June 15, 2018

"I am that guy" — the husband of "You May Want to Marry My Husband.”

Jason Rosenthal writes (in the NYT) about his life in the year after his wife died of ovarian cancer 10 days after publishing a "Modern Love" essay (which I blogged about here).
Many women took Amy up on her offer, sending me a range of messages — overly forward, funny, wise, moving, sincere....

I couldn’t digest any of these messages at the time, but I have since found solace and even laughter in many of them. One thing I have come to understand, though, is what a gift Amy gave me by emphasizing that I had a long life to fill with joy, happiness and love. Her edict to fill my own empty space with a new story has given me permission to make the most out of my remaining time on this planet....

[A]s she described, we followed Plan “Be,” which was about being present in our lives because time was running short. So we did our best to live in the moment until we had no more moments left....

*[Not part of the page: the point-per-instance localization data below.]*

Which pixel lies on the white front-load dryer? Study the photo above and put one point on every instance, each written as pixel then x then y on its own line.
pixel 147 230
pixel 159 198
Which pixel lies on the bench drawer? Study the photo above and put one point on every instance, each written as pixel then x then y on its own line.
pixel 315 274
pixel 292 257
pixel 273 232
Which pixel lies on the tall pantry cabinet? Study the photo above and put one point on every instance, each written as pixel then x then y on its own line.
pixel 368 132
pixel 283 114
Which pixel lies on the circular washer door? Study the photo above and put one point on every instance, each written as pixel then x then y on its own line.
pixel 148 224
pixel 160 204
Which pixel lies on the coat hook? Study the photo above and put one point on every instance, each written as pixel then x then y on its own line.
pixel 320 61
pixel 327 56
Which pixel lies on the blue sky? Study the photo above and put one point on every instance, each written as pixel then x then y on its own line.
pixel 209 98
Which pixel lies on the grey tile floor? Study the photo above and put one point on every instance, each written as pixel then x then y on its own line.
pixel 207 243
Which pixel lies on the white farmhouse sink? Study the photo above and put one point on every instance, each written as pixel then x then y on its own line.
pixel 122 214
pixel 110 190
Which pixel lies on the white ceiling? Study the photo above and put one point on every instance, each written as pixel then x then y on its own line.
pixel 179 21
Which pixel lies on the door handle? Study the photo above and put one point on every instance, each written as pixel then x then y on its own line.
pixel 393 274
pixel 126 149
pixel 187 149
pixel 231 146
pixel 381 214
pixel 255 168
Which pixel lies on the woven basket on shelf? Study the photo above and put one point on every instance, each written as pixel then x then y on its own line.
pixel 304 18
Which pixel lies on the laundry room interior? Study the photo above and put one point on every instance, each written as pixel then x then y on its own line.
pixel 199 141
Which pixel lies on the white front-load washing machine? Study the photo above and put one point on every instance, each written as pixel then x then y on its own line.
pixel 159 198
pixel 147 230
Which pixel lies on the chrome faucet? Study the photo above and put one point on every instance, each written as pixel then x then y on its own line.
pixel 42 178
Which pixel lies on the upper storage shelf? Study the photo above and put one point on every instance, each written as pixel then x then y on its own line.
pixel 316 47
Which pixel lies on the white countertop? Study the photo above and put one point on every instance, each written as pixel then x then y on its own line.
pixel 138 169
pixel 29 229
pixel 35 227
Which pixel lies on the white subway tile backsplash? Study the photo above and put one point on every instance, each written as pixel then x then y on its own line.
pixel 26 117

I am now aware, in a way I wish I never had to learn, that loss is loss is loss, whether it’s a divorce, losing a job, having a beloved pet die or enduring the death of a family member....

32 comments:

traditionalguy said...

Nice post. Moving on is a decision. It begins with intentionally forgetting the past and throwing out the reminders. Suicide comes from being stuck in the past loss. A good forgetter is needed. That is why Jesus kept demanding that we forgive those who hurt us. Then we can forget it.

Ann Althouse said...

Compare Plan “Be" with "We're here now. Why can't we just do it?" (which I compared to "Be here now").

SDaly said...

Do people really communicate like this, it really grates on me:

"Her edict to fill my own empty space with a new story has given me permission ..."

Also, I understand the sentiment, but does she still control him from the grave, i.e., he needed her permission? Standard marriage vows take care of that.

Loren W Laurent said...

Althouse's blog is her version of Plan “Be".

Each post is a snapshot of her being in the moment of observation of a moment.

I posted a picture of Picasso line drawings in the 'Attachment G' post; in doing so, I came across this famous Klee quote:

"A line is a dot that went for a walk."

The dot is the moment, the line is the post.

-LWL

rhhardin said...

The afterlife version of move on is the wives will meet in heaven as friends who took care of the same man.

gilbar said...

but does she still control him from the grave, i.e., he needed her permission? Standard marriage vows take care of that.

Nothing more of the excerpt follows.